Werke von Johann Sebastian Bach, Prinz Johann Ernst von Sachsen-Weimar und Johann Gottfried Walther

Virtuosi

Thüringer Bach Collegium

Rubrik: CDs
Verlag/Label: Audite
erschienen in: das Orchester 1/2022 , Seite 72

Das mittlerweile in Arnstadt, also einer der thüringischen Bach-Städte, beheimatete Thüringer Bach Collegium wurde zwar erst 2018 gegründet, hat aber schon eine Reihe bemerkenswerter Aufnahmen vorgelegt, unter anderem eine mit Konzerten des früh verstorbenen Prinzen Johann Ernst von Sachsen-Weimar, der nicht zuletzt für Bachs Schaffen in Weimar von Bedeutung war.
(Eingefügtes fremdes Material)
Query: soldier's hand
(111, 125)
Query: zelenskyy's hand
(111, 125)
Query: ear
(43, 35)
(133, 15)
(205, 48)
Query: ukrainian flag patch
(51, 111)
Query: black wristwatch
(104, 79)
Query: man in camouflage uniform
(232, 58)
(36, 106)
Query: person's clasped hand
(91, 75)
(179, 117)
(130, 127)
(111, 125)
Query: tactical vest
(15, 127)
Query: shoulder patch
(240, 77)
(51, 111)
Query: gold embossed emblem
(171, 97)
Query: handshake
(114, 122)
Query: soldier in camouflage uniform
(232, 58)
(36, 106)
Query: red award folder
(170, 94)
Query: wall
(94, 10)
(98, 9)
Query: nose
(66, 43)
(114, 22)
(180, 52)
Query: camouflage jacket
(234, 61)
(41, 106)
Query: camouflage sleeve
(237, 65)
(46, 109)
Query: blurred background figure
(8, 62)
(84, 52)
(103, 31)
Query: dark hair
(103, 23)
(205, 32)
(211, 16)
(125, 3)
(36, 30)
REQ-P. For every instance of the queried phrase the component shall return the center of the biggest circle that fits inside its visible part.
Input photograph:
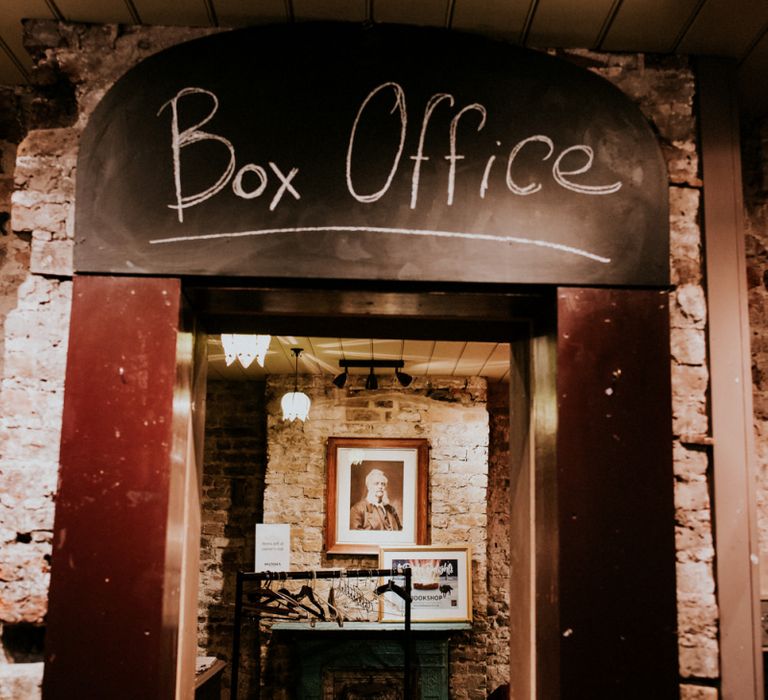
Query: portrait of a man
(375, 510)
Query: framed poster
(376, 494)
(441, 584)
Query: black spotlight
(371, 382)
(403, 378)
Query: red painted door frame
(615, 497)
(114, 611)
(113, 608)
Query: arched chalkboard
(385, 152)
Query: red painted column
(615, 496)
(111, 630)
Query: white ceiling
(733, 28)
(737, 29)
(321, 356)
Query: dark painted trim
(615, 496)
(735, 519)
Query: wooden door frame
(117, 320)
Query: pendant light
(245, 348)
(295, 404)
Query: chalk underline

Die nun erschienene neue Einspielung setzt dieses Thema fort und bringt Werke von beiden sowie solche von Bachs Vetter Johann Gottfried Walther.
Virtuosi ist der Titel des in sich sehr schlüssigen und auch in der Abfolge auf der CD wirkungsvollen Programms, das Konzerte des Spätbarocks bringt – und zwar vor allem solche, die durch mehr oder weniger intensive Umarbeitung von bereits vorhandenen Werken entstanden sind, oder die Rekonstruktion der Urfassung von Konzerten, die in einer anderen Form überliefert sind.
So enthält das Programm, das im Oktober 2020 in der Arnstädter Oberkirche aufgenommen wurde, die mögliche Urfassung des Konzerts für drei Cembali von Bach, das wohl ein Konzert für drei Violinen war, sowie das gerne gespielte Konzert für Oboe und Violine von Bach und als populärstes Stück dessen Doppelkonzert für zwei Violinen d-Moll.
Letzteres ist bei der schier unüberschaubaren Konkurrenz auf dem Plattenmarkt natürlich die größte interpretatorische Herausforderung des Projekts. Und hier bewährt sich das Thüringer Bach Collegium unter der Leitung von Gernot Süßmuth. Der Konzertmeister der Staatskapelle Weimar und sein Kollege David Castro-Balbi, der erste der zweiten Geigen im Gewandhausorchester Leipzig, gestalten ihre Partien überaus klangschön und vor allem sehr beredt. Das ist besonders im beliebten Largo ein Konzertieren der erlesensten und betörendsten Art, ein ebenso spielerisches wie geistvolles Mit- und Gegeneinander der Stimmen.
Wie schon bei der Vorgänger-CD begeistert das Thüringer Bach-Collegium durch die Frische und Spritzigkeit seines Vortrags, aber eben immer auch durch die geistige Wachheit und Überlegenheit der Gestaltung.
Neben den drei genannten Werken Bachs erfreut die CD mit dem Konzert zu BWV 983, das wohl ein Violinkonzert und womöglich von Prinz ­Johann Ernst von Sachsen-Weimar war, sowie drei von Jörg Reddin, dem Arnstädter Organisten, exzellent gespielten Orgelwerken: einem Konzert nach Guiseppe Torelli von Johann Gottfried Walter sowie den Konzerten BWV 595 und BWV 592 nach Prinz Johann Ernst von Sachsen-Weimar.
Zu den großen Pluspunkten des Albums gehört auch der kenntnisreiche, nicht nur verständlich, sondern geradezu spannend und unterhaltsam geschriebene Text im Booklet des Musikwissenschaftlers und Intendanten des Bachfestes Leipzig Michael Maul. Er erklärt überzeugend die Dramaturgie dieser vorzüglichen Barockeinspielung.